Note that I don’t have to define the ThenBy or ThenByDescending methods. Those methods are already defined by LINQ. They call CreateOrderedEnumerable on the IOrderedEnumerable reference that’s passed as the first parameter. So, if there’s a TopBy followed by ThenBy, the HeapOrderedEnumerable<TElement> that TopBy created gets called. If the first function is OrderBy, then the IOrderedEnumerable implementation created by that is called.

The code now will create a chain of comparers from a TopBy or TopByDescending followed by any number of ThenBy or ThenByDescending calls. The chain is built backwards, but that’s okay; it’s easy enough to reverse the chain when it comes time to enumerate items.

Enumerating the items involves extracting and saving keys, and doing the actual heap selection. In the next post I’ll talk a bit about key selection, and start building the GetEnumerator method. I might be able to finish next time, but there’s a lot of material to cover and it might be too big for a single post. If so, we’ll finish up after that.

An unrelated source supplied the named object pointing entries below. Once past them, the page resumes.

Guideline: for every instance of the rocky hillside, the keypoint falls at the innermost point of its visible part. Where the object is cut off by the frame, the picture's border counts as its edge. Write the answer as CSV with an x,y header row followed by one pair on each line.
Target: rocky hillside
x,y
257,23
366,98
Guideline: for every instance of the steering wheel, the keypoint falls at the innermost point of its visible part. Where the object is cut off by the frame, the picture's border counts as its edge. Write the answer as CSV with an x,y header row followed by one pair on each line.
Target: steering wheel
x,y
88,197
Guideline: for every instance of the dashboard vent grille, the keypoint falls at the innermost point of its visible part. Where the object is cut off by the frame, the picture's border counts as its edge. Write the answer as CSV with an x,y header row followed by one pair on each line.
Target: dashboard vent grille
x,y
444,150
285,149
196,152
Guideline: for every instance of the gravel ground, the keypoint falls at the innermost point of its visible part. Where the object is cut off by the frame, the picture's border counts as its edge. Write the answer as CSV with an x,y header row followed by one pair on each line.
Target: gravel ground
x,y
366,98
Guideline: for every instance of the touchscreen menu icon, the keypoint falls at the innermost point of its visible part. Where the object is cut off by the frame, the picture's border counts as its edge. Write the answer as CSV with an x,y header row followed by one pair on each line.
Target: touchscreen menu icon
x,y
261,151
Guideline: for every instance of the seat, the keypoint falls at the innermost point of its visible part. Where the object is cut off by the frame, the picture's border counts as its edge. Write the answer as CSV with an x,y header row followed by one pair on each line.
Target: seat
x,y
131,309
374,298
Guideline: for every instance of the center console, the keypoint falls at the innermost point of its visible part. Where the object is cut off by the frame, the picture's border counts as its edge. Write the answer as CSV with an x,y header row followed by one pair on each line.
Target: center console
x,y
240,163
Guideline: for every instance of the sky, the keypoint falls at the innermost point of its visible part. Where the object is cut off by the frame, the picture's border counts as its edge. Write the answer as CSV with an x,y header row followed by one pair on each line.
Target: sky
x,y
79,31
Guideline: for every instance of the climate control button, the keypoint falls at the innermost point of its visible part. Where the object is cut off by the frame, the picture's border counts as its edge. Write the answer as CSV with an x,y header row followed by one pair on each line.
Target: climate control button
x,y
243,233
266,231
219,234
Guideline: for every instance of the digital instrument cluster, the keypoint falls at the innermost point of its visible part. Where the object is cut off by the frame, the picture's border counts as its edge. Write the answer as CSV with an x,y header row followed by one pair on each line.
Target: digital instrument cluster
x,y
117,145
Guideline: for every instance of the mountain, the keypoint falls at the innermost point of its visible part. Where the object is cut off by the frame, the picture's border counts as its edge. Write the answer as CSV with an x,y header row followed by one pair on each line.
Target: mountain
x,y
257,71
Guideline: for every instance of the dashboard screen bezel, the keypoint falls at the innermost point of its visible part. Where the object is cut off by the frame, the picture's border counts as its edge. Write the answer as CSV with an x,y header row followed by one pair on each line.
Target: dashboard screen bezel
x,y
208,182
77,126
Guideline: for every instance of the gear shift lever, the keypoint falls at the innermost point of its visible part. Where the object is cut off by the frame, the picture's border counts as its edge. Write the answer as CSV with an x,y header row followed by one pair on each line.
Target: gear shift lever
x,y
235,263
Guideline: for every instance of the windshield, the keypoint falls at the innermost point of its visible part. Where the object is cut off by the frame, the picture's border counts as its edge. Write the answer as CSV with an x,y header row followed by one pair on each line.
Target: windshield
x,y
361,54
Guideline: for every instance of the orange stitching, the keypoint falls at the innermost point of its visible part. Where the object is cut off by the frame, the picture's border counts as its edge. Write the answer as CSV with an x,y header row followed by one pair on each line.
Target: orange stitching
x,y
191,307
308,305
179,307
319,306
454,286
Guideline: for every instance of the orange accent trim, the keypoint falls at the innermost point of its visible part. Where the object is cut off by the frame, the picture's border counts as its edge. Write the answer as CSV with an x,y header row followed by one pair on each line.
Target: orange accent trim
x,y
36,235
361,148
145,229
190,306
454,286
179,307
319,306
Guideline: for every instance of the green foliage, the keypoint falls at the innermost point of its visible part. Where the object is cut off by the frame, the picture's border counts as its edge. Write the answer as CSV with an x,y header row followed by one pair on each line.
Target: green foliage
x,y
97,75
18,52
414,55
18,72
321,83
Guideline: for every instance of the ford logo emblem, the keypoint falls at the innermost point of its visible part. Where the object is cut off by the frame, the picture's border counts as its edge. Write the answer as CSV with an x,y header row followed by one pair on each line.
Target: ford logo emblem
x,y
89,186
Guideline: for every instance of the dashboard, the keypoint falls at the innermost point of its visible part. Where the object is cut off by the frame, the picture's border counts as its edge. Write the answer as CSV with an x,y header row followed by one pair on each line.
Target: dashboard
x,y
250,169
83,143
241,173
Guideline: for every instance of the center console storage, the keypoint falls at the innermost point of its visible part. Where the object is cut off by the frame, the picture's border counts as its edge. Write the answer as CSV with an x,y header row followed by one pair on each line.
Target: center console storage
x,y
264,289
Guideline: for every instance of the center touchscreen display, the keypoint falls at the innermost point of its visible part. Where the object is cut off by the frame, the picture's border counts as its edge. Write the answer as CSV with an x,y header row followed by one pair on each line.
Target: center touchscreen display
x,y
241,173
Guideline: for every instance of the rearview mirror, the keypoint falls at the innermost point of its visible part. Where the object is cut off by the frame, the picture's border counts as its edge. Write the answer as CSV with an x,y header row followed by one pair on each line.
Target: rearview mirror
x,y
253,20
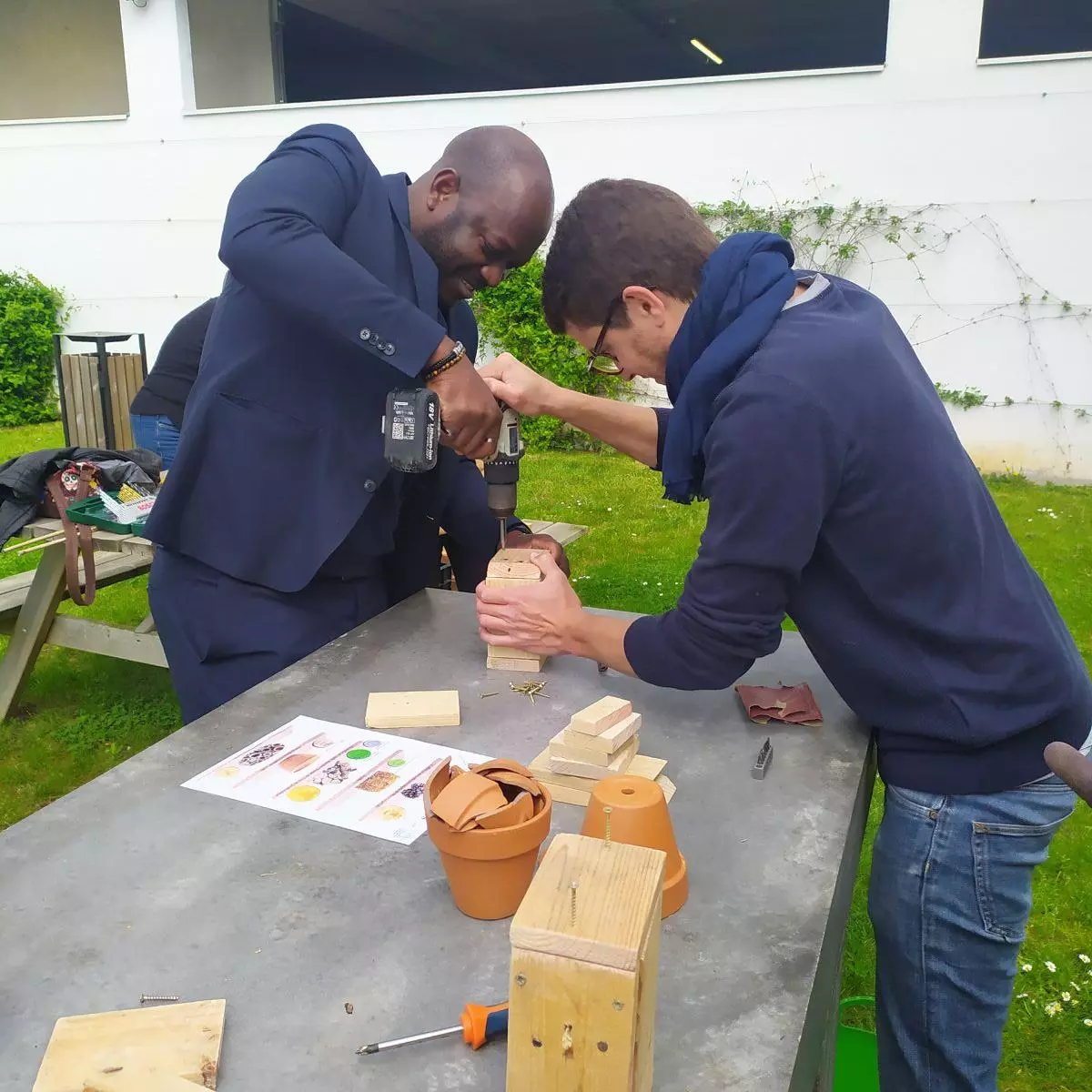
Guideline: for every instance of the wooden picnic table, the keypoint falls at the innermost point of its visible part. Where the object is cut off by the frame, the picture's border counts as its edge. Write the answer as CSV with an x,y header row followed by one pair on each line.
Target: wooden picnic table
x,y
28,603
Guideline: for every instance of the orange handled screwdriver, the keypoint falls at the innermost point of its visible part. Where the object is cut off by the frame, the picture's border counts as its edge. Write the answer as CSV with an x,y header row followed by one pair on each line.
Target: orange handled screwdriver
x,y
478,1025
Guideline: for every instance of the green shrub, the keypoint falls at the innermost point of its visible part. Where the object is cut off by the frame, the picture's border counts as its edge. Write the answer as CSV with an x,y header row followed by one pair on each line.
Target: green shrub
x,y
511,319
31,312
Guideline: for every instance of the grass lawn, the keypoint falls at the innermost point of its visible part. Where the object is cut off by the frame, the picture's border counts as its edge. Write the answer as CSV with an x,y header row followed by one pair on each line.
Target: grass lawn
x,y
85,713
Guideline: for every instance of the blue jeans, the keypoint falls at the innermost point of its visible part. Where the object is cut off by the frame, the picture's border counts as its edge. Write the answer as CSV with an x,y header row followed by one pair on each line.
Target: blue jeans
x,y
949,899
156,434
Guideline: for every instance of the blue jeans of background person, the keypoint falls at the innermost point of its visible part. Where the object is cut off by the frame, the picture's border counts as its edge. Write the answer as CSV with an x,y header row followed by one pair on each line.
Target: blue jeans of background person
x,y
156,434
949,899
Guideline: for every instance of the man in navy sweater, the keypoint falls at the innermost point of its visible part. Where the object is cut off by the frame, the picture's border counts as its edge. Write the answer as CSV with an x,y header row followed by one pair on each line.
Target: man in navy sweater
x,y
839,495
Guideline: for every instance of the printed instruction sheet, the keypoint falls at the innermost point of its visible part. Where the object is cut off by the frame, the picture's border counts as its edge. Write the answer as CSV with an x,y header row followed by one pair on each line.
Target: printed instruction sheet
x,y
353,778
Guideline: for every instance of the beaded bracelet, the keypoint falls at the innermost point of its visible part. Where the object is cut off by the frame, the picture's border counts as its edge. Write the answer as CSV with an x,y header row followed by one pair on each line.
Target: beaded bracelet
x,y
446,361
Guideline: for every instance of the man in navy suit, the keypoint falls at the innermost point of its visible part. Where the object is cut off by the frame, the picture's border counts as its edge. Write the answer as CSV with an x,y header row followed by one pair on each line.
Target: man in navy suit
x,y
279,522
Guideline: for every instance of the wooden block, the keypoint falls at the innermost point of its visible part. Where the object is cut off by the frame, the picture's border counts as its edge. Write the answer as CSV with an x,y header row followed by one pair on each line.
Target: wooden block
x,y
583,984
580,797
412,709
512,568
560,747
620,763
601,715
179,1042
513,660
606,743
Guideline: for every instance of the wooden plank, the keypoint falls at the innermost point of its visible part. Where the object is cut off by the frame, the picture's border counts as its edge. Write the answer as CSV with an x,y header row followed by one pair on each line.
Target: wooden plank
x,y
580,797
618,887
413,709
512,568
117,367
85,636
607,742
93,401
593,771
565,534
183,1041
601,715
110,568
31,627
571,1008
69,421
642,765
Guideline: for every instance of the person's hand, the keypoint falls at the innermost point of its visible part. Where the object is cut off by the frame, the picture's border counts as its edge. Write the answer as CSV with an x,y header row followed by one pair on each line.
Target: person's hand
x,y
524,390
517,540
470,418
536,618
1073,768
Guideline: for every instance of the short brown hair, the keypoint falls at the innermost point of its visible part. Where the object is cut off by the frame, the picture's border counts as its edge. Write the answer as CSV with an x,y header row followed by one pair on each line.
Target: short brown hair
x,y
615,233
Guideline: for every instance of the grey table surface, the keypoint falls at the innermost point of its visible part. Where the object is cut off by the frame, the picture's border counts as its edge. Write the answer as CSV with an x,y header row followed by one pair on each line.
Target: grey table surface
x,y
134,885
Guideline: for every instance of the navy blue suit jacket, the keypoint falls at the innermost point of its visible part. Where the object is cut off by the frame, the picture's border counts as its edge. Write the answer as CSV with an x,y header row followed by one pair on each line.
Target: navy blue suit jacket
x,y
329,304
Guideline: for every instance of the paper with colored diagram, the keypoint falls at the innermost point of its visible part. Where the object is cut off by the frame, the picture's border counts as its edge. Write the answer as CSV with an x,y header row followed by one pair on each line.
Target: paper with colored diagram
x,y
353,778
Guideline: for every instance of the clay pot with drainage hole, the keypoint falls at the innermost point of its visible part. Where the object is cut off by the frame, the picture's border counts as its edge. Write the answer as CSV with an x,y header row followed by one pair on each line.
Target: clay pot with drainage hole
x,y
639,816
489,871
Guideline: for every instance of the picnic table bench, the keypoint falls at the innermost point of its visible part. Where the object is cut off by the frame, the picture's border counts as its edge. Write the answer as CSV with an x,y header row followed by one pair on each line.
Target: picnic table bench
x,y
28,603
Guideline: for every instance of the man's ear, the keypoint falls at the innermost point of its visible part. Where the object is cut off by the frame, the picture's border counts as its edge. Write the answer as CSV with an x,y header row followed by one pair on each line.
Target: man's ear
x,y
445,187
644,304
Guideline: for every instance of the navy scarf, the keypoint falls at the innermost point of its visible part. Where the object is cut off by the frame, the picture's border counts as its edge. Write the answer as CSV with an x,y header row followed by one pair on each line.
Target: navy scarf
x,y
745,284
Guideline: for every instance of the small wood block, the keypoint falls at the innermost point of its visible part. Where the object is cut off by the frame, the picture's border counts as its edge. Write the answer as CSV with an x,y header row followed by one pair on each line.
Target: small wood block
x,y
580,797
513,660
413,709
512,568
642,767
560,747
177,1041
601,715
620,763
584,970
606,743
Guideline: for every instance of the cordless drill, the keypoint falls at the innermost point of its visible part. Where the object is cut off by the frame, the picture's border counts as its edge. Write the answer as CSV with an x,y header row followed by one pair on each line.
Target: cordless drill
x,y
410,440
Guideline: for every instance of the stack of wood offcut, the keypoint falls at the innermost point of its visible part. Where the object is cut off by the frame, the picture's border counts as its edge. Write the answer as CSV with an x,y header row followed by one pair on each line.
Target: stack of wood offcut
x,y
602,741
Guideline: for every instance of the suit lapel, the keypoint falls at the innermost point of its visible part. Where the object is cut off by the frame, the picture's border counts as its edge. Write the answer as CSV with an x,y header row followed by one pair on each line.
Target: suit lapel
x,y
426,278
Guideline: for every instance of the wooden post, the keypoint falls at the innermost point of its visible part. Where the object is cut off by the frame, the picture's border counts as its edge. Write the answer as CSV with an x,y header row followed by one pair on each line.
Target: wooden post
x,y
512,568
585,951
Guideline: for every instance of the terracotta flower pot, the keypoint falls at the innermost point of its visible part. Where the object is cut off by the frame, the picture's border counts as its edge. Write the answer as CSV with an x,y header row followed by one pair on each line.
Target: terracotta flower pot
x,y
489,871
639,816
465,798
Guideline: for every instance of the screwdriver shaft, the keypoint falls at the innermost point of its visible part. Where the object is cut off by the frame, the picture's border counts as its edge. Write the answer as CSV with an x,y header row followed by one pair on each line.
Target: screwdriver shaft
x,y
410,1040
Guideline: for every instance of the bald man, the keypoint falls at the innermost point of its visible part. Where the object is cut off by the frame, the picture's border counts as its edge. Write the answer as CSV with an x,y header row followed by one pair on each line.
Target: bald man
x,y
279,514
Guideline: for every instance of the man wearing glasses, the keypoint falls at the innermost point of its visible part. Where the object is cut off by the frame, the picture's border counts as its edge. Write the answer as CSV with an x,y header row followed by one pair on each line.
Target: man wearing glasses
x,y
839,496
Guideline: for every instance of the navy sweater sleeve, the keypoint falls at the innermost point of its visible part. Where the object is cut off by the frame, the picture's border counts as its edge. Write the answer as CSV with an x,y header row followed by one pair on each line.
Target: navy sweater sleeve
x,y
774,461
279,236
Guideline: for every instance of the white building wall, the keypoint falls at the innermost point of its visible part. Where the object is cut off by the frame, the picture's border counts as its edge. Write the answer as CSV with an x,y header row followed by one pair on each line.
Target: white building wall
x,y
126,214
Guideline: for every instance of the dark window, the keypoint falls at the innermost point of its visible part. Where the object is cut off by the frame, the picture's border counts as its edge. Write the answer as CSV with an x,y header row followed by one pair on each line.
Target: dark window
x,y
379,48
1036,27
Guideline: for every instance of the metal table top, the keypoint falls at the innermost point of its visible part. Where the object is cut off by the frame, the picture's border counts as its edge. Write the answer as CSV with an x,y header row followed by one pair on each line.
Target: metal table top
x,y
134,885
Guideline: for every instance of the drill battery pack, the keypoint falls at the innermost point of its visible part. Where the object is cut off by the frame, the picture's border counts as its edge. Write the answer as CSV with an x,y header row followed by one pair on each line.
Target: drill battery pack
x,y
412,430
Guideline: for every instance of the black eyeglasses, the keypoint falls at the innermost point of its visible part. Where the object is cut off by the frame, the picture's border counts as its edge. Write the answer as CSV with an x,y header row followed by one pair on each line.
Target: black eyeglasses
x,y
598,360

Creating a TopBy method for LINQ to Objects

One reason I spent so much time last fall working on my generic heap implementation was that I wanted a TopBy extension method for LINQ to Objects. So, for example, if I have a list of integers and I want the 10 largest, I could write something like:

  var top10 = theList.TopBy(10, k => k);

Without a TopBy method, the LINQ way to do that is:

  var top10 = theList.OrderByDescending(k => k).Take(10);

That’s all well and good when the list is quite small but when working with lists that contain millions of items, having to do a complete sort just so I can get the top 10 is hugely expensive in both memory and processing time. And if the list is larger than will fit in memory, the LINQ OrderBy solution flat doesn’t work.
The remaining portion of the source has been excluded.